Two of the five robo-advisors outperformed two of the largest balanced mutual funds, which hold roughly a 60/40 mix of stocks and bonds. The Vanguard Balanced Index Fund returned 7.39 percent and the actively managed T. Rowe Price Capital Appreciation Fund gained 7.86 percent for the first eight months of the year. (Vanguard Balanced Index Fund charges 0.22 percent annually and T. Rowe Price Capital Appreciation Fund has a 0.70 percent annual fee.)

"Portfolios with a value bias and those with more small- and mid-cap stocks tended to do better so far this year," said Ken Schapiro, founderand president of Condor Capital.

For example, Schwab Intelligent Portfolios has roughly 37 percent of its equity portfolio invested in the stocks of small and midsize companies in the 60/40 portfolio Condor tracks. Wealthfront has only 23 percent of its equity portfolio in small- and mid-cap stocks for the account Condor follows.

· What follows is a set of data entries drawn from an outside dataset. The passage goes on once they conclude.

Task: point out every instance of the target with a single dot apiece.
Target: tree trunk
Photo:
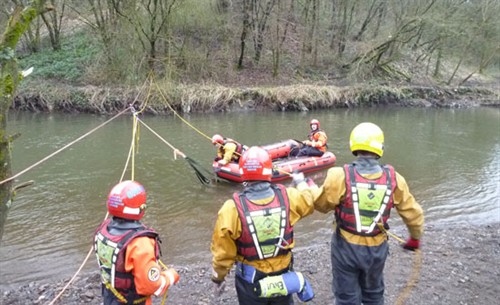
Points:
(10, 76)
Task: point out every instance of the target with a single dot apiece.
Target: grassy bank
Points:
(160, 98)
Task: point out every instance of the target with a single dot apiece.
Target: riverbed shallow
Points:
(457, 265)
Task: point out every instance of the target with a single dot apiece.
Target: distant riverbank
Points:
(164, 99)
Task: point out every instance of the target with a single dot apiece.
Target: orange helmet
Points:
(127, 200)
(217, 138)
(314, 122)
(256, 165)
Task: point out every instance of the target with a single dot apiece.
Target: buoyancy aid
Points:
(311, 137)
(367, 202)
(110, 251)
(239, 148)
(266, 229)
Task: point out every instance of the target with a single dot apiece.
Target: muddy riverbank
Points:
(457, 265)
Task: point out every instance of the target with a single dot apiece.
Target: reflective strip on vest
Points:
(264, 227)
(368, 202)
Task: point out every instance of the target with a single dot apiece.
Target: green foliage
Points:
(69, 64)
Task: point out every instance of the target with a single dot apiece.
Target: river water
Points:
(449, 157)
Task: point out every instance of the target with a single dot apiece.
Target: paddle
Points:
(198, 168)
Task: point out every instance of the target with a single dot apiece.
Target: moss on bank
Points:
(160, 99)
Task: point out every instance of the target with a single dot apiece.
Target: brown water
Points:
(450, 158)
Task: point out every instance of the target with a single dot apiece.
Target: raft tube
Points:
(282, 167)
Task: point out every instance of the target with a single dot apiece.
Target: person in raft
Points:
(254, 230)
(228, 150)
(315, 145)
(362, 195)
(128, 252)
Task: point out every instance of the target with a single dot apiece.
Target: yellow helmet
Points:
(368, 137)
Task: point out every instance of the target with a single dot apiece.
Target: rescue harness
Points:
(368, 201)
(266, 230)
(111, 259)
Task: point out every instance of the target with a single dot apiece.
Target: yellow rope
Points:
(415, 275)
(91, 248)
(412, 281)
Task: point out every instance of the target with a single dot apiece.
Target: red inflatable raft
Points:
(282, 167)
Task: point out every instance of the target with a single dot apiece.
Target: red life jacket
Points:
(310, 136)
(367, 202)
(119, 278)
(239, 147)
(265, 228)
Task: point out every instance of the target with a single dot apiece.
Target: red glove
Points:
(310, 182)
(412, 244)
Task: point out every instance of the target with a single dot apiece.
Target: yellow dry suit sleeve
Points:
(408, 208)
(227, 229)
(332, 191)
(229, 150)
(301, 201)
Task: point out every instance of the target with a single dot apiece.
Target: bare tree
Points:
(19, 20)
(149, 19)
(53, 22)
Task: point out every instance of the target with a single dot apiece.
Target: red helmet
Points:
(217, 138)
(127, 200)
(256, 165)
(314, 121)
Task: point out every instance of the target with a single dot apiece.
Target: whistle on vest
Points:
(285, 284)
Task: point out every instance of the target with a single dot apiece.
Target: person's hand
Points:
(297, 178)
(310, 182)
(412, 244)
(172, 276)
(219, 287)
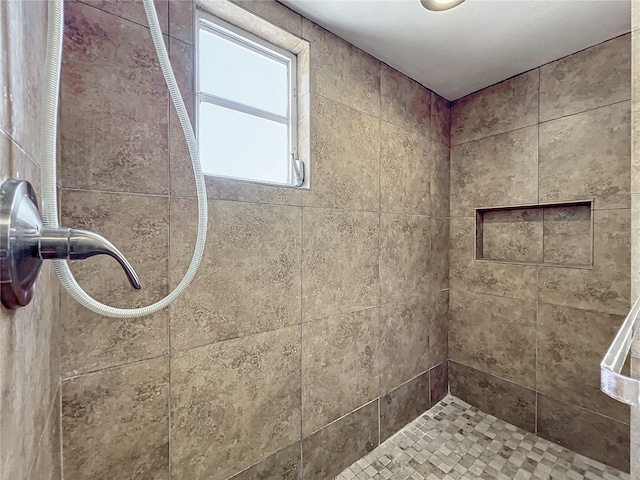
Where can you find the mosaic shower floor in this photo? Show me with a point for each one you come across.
(455, 441)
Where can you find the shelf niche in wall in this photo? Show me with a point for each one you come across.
(553, 234)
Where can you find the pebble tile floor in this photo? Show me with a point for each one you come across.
(454, 440)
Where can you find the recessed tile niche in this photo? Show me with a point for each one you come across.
(555, 234)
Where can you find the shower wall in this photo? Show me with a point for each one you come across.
(317, 325)
(29, 337)
(527, 333)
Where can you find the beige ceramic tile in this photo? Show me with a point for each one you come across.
(500, 170)
(509, 105)
(495, 396)
(496, 335)
(404, 102)
(606, 288)
(345, 150)
(339, 366)
(516, 281)
(406, 166)
(108, 141)
(440, 119)
(249, 280)
(568, 235)
(403, 404)
(404, 340)
(592, 78)
(256, 379)
(512, 235)
(339, 262)
(139, 226)
(342, 72)
(328, 451)
(115, 423)
(282, 465)
(584, 432)
(587, 156)
(406, 259)
(571, 343)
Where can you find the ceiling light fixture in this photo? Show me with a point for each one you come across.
(439, 5)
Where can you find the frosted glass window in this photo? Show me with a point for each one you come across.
(246, 108)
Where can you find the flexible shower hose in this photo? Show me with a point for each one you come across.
(48, 135)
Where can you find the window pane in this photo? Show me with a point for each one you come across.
(235, 144)
(237, 73)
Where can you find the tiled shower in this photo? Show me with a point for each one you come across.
(321, 321)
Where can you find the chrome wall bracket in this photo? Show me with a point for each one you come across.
(25, 244)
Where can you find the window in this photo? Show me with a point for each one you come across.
(246, 106)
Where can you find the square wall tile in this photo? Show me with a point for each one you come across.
(511, 402)
(342, 72)
(587, 156)
(503, 107)
(404, 340)
(332, 449)
(249, 280)
(591, 78)
(139, 226)
(339, 262)
(501, 170)
(494, 334)
(339, 366)
(256, 379)
(115, 423)
(345, 151)
(109, 142)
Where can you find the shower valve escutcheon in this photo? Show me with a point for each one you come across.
(25, 243)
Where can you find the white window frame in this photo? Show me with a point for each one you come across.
(228, 31)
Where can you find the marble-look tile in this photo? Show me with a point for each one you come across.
(403, 404)
(404, 102)
(404, 340)
(571, 343)
(605, 288)
(345, 148)
(109, 142)
(115, 423)
(339, 262)
(494, 334)
(47, 464)
(133, 10)
(181, 20)
(512, 235)
(587, 155)
(339, 366)
(591, 78)
(406, 166)
(584, 432)
(139, 226)
(249, 279)
(516, 281)
(439, 382)
(507, 106)
(256, 379)
(440, 119)
(440, 179)
(496, 171)
(328, 451)
(342, 72)
(282, 465)
(568, 235)
(439, 329)
(507, 401)
(275, 13)
(405, 256)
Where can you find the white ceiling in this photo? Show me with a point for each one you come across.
(474, 45)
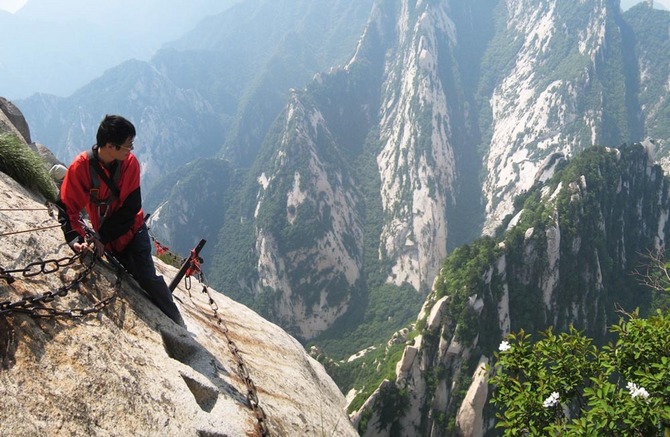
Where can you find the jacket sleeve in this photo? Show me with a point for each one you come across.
(73, 198)
(122, 219)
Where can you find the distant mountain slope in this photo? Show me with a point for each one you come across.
(568, 258)
(352, 187)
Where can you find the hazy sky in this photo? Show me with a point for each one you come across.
(15, 5)
(12, 5)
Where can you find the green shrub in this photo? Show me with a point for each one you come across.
(24, 166)
(564, 385)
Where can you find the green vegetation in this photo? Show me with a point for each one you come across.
(564, 385)
(25, 167)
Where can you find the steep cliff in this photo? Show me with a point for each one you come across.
(84, 351)
(566, 258)
(417, 144)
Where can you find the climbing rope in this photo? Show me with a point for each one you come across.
(33, 305)
(193, 269)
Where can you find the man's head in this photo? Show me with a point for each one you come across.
(115, 130)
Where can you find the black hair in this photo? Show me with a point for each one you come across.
(114, 129)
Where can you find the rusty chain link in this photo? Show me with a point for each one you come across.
(242, 371)
(39, 267)
(32, 305)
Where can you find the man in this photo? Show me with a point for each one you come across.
(106, 181)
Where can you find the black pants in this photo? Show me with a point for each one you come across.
(137, 260)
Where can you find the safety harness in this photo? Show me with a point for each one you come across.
(98, 173)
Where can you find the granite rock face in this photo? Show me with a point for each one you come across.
(127, 369)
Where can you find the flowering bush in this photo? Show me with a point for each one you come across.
(564, 385)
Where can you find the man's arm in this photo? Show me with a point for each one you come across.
(73, 198)
(123, 218)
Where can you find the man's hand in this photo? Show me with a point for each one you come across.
(94, 245)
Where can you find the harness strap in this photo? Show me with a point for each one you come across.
(98, 173)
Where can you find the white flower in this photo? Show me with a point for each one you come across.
(504, 346)
(551, 401)
(636, 391)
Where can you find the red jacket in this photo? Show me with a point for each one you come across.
(123, 217)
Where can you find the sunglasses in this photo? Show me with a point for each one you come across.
(132, 147)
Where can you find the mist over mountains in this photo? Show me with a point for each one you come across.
(335, 153)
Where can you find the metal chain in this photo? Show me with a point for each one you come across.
(243, 373)
(39, 267)
(30, 230)
(32, 305)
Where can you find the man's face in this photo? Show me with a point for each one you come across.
(124, 149)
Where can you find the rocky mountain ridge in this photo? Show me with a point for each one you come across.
(443, 114)
(102, 359)
(567, 258)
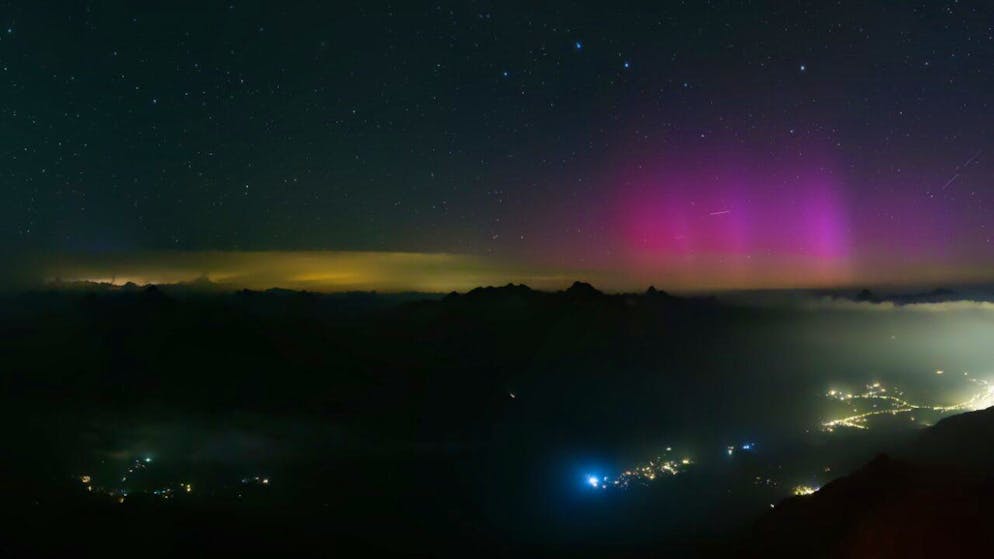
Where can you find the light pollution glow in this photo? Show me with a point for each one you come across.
(337, 271)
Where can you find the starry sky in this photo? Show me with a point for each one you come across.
(689, 145)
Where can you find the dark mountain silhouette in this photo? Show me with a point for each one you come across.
(932, 499)
(582, 291)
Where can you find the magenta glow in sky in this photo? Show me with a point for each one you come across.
(684, 212)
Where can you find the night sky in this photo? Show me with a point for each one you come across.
(698, 144)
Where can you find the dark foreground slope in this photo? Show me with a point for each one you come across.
(932, 499)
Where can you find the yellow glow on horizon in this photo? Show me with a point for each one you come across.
(331, 271)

The portfolio Condor Capital used is "not a mid-level risk portfolio," said Kate Wauck, a Wealthfront spokeswoman. "It's a low-level risk, so it makes sense performance is lower in this time period."

Under its risk scoring system, Wealthfront would not recommend a 60/40 portfolio for someone with a medium appetite for risk. Instead, if an investor scored a 5.0 on Wealthfront's proprietary 10-point system, they would be put into a portfolio of ETFs made up of roughly 70 percent stocks and 30 percent bonds.

"[Condor Capital's] evaluation does not take risk or taxes into consideration, which makes no sense given the entire goal of investing is to maximize your net-of-fee, after-tax, risk-adjusted return," Wauck said. "It's also a horrible overlook on our tax-loss harvesting service, which is incredibly meaningful."

Tax-loss harvesting

Tax-loss harvesting means selling a security at a loss and using the proceeds to buy a similar security. The tax strategy allows you to generate a federal tax deduction and maintain your market exposure. The deduction can be used to offset recognized capital gains and up to $3,000 of ordinary income a year.

Many robo-advisors offer automatic tax-loss harvesting, including Betterment, Schwab and Wealthfront.

"Surprisingly, few of our clients add their tax-loss harvesting benefit to their money-weighted returns when they compare our performance to alternatives," Wauck said.

Condor Capital's Schapiro said he is curious about how long-term returns in the tracked accounts will be affected by automatic tax-loss harvesting compared to a service like Vanguard, which conducts tax-loss harvesting for clients on a case-by-case basis at the discretion of human advisors assigned to each account.

In the short time Condor Capital has opened the accounts at the robo-advisors, Schapiro has only seen minor changes in his portfolio from automatic rebalancing.

"It seems like the most robotic part of robo-advisors is really the account opening process," he said.

Update: This story has been updated to clarify Condor Capital's methodology and that the firm rebalanced its Wealthfront account.